The mean similarity score is dependent on the complexity of the feature being annotated. Box and whisker, and scatter plots of pairwise, voxel-based similarity scores for various samples. The average similarity scores are 69 ± 5, 43 ± 9, and 27 ± 6% for microtubules, mitochondria, and actin, respectively. Because of the high contrast and simplicity of microtubules, they represent a best-case scenario.

Figure 6

Five common types of discrepancy in annotation of cellular features. Subjective choices made by each annotator lead to inconsistencies in the final annotation both visually and quantitatively. Subjectivity during segmentation of various features within the data leads to different actin branch points (a), incidental overlap (b; black arrows), length variations (d), and missing data (e), whereas annotation pen size can lead to width variations (c). In most cases, small variations occur in segmenting the same features (c–e), but in some cases, large variations occur when disparate features are segmented and happen to overlap (a,b). Green indicates voxels in one annotation, blue indicates voxels in a second annotation, and red indicates voxel agreement between the two annotations. Examples (a), (b), and (c) are from actin, whereas (d) is from microtubule and (e) is from mitochondria, however, it is important to note that excluding (a), these discrepancies can be found in all of the cellular features being annotated. Scale bars are 25 nm.

Figure 7

Voxel-based similarity scores are comparable with previously published similarity results. To recreate the similarity results previously reported, but in terms of voxel-based similarity, three expert annotations of actin were merged (d) and each individual annotation (a–c) was then compared in a pairwise fashion with the combined data set. The individual annotations ranged from 38 to 57% in their similarity to the combined data set, a similar range as previously reported (Rigort et al., 2012). Voxel-based similarity scores (Dice coefficient) between a semi-automated annotation using ZIBAmira and seven manual actin segmentations show 30 ± 5% agreement, indicating the semi-automated annotation software is performing in the range of manual annotations (e).

Figure 8

Merging annotations and removing questionable voxels improves variability. To improve similarity and decrease variability, actin annotations were merged in two different ways. Pairs Drop One keeps only the voxels agreed upon by both annotations in each pair, whereas Triplets Drop One keeps the voxels agreed upon by at least two annotations in each triplet.
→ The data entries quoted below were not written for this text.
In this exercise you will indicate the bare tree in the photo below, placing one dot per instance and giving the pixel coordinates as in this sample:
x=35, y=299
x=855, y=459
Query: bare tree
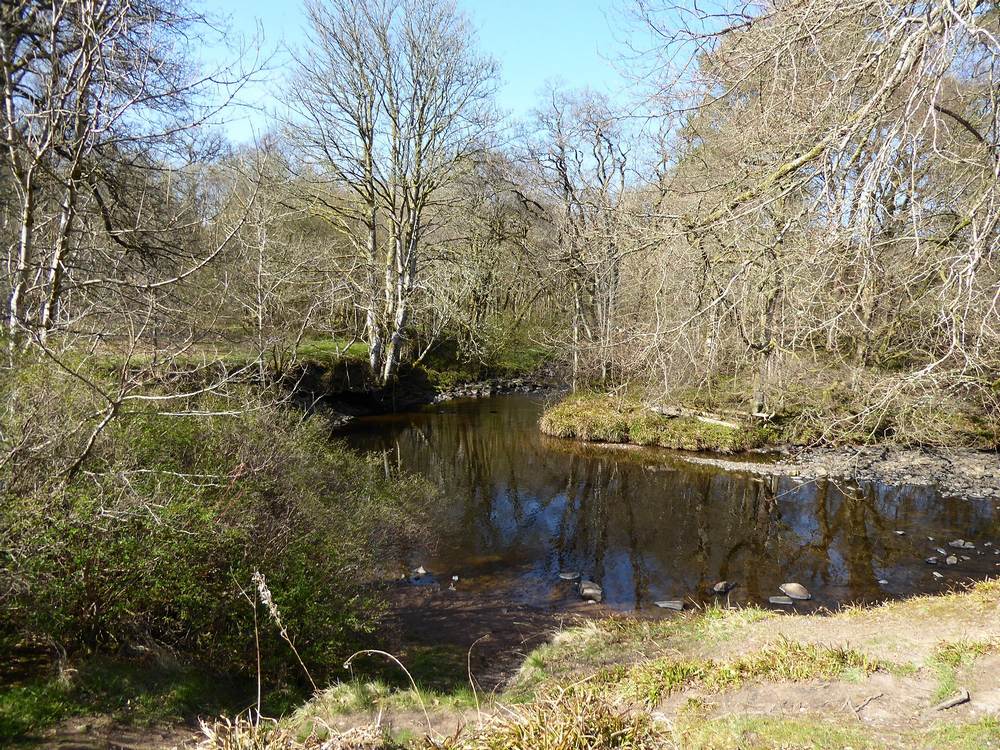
x=390, y=98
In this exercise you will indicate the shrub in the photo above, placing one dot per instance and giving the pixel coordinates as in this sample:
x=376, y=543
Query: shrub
x=153, y=544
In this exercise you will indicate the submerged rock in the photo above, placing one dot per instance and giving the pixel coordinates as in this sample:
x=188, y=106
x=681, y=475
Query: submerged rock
x=795, y=591
x=723, y=587
x=591, y=591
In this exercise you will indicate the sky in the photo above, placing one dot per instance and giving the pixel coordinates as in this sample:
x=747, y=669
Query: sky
x=571, y=41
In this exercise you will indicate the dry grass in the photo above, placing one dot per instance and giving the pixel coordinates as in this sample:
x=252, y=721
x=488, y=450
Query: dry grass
x=243, y=734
In both cases, the kept voxels are then compared with another similarly merged data set using a pairwise Dice coefficient similarity score. When compared with the average pairs Dice coefficient, dropping the voxels that are not agreed upon by both pairs of modified merged annotations significantly decreases the similarity (right). However, applying a similar methodology to merged sets of triplets significantly improves the variability of merged sets of triplets when compared with pairs. **p < 0.0001.

Figure 9

Including more annotations improves variability, to a point. Using the seven manual actin annotations, every unique combination of pairs through sextets was created and sampled to determine the number of voxels in agreement with at least one other annotation. As more annotations are included, this metric increases significantly with each addition, beginning to plateau between quintet and sextet groups. *p < 0.05, **p < 0.0001.